With only two hosts, losing one leaves you at 50% and the system halts. Adding an external qdevice gives a third, independent vote so the healthy side keeps serving. In this setup, a failed host leaves 2/3 votes—about 66%—and operations continue.

“Designing quorum is not optional — it is the single control that prevents split-brain and data corruption.”

Where to host the qdevice matters: pick a neutral, stable site with low jitter and reliable reachability. We recommend a third network location—preferably outside the two production sites—so link failures don’t take the tie-breaker offline.

  • Monitor quorum status, corosync link health, and fencing events for early alerts.
  • Document runbooks: how to verify majority, steps when one host is isolated, and when to intervene manually.
  • Secure the qdevice with access controls and certificates so votes cannot be spoofed.

Need help choosing a neutral site for the qdevice? Message WhatsApp +639171043993. If you want to click expand your deployment options, contact us and we will guide placement, tests, and failure drills.

Requirements and Planning: Hardware, Network, and Time

Good planning starts with clear hardware choices that match workload priorities and site realities. We size CPU and RAM to fit database, application, and analytics mixes, then map those needs to two comparable nodes.

Server specs, CPU/RAM sizing, and NIC planning

We recommend enterprise servers such as the Dell PowerEdge R750 for stronger vendor support. Design disk tiers with RAID10 for SSD performance, HDD for capacity, and mirrored boot devices for resilience.

Use redundant NICs—dual-port 25/100G for storage and separate 1/10G ports for management and VM uplinks. Validate PSU redundancy and out-of-band management. Get a sizing consult on WhatsApp +639171043993 before ordering servers and NICs.

Network latency and link redundancy considerations

Keep corosync round-trip times low to avoid false quorum events. Plan fiber as the primary link and an LTE/5G path as a control-plane failover. Document IP addressing, VLANs, and MTU from day one.

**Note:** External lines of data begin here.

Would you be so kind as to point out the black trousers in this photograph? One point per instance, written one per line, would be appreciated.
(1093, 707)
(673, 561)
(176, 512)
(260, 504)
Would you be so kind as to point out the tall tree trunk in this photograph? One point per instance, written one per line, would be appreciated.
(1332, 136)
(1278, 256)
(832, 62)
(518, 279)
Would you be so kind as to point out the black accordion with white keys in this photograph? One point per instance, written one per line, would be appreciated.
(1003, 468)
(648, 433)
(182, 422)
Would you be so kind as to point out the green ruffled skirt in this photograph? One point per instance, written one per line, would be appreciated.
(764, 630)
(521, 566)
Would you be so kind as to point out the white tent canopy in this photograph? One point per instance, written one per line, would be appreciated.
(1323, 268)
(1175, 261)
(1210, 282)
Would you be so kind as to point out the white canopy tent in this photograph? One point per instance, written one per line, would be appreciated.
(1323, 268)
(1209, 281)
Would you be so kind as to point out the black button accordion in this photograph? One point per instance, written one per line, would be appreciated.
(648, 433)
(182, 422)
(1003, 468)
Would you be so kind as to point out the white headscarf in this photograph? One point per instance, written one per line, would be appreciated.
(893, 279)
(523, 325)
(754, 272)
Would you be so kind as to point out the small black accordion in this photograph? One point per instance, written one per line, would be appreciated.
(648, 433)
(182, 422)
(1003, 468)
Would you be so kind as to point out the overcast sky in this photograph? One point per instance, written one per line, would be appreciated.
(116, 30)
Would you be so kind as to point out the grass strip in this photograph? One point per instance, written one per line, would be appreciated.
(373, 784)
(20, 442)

Philippines context: ISP stability and backup links

“Clusters depend on stable networking—low-latency links and a reliable third-vote location.”

  • Schedule implementation windows, soak tests, and rollback plans to reduce business impact.
  • Stock spare parts—fans, NICs, and SSDs—to cut mean time to repair.

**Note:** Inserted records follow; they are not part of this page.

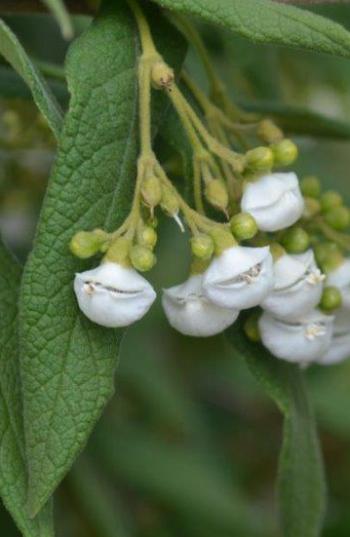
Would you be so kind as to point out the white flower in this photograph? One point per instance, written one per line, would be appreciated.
(298, 286)
(189, 312)
(274, 200)
(239, 278)
(112, 295)
(340, 277)
(303, 341)
(340, 346)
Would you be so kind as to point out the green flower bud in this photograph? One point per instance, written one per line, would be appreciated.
(328, 256)
(330, 199)
(331, 299)
(284, 152)
(216, 194)
(147, 236)
(162, 75)
(269, 132)
(243, 226)
(251, 328)
(151, 191)
(222, 240)
(311, 208)
(310, 186)
(85, 244)
(169, 202)
(118, 252)
(202, 246)
(296, 240)
(338, 218)
(142, 258)
(259, 159)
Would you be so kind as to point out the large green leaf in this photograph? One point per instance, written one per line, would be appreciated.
(269, 22)
(301, 484)
(13, 474)
(68, 362)
(15, 54)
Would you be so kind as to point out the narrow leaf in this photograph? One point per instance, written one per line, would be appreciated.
(15, 54)
(13, 474)
(68, 362)
(269, 22)
(59, 11)
(298, 120)
(301, 485)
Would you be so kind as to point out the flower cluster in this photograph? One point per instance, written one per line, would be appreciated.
(275, 243)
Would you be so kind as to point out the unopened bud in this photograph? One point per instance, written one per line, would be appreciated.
(162, 75)
(259, 159)
(284, 152)
(147, 236)
(328, 256)
(296, 240)
(251, 328)
(331, 299)
(330, 199)
(202, 246)
(243, 226)
(216, 194)
(310, 186)
(85, 244)
(338, 218)
(269, 132)
(151, 191)
(142, 258)
(311, 207)
(222, 240)
(118, 252)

Choosing Storage: ZFS Replication, Ceph, or SAN/NAS

Picking the right storage path sets expectations for downtime, cost, and daily operations. We evaluate three practical routes and match them to business needs in the Philippines.

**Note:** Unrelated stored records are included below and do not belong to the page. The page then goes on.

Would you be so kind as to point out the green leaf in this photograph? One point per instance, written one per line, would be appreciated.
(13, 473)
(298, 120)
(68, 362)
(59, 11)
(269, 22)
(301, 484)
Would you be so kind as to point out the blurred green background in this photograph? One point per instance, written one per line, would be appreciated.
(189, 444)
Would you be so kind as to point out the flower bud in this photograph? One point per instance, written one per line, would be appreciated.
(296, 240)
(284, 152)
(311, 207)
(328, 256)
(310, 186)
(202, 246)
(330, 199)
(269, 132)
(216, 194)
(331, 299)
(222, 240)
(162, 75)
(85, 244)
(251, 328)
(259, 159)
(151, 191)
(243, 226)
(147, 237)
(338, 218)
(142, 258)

When ZFS with periodic replication makes sense

ZFS on each server with 15-minute replication is cost-effective for small sites. It gives clear RPOs and keeps hardware simple.

Trade-off: VMs restart on the surviving host after a failure. Expect a short outage and possible data loss within the last replication window. This option requires a separate qdevice for safe failover.

Ceph for shared-nothing storage: trade-offs in two-node designs

Ceph delivers real shared-nothing semantics and continuous replication across disks.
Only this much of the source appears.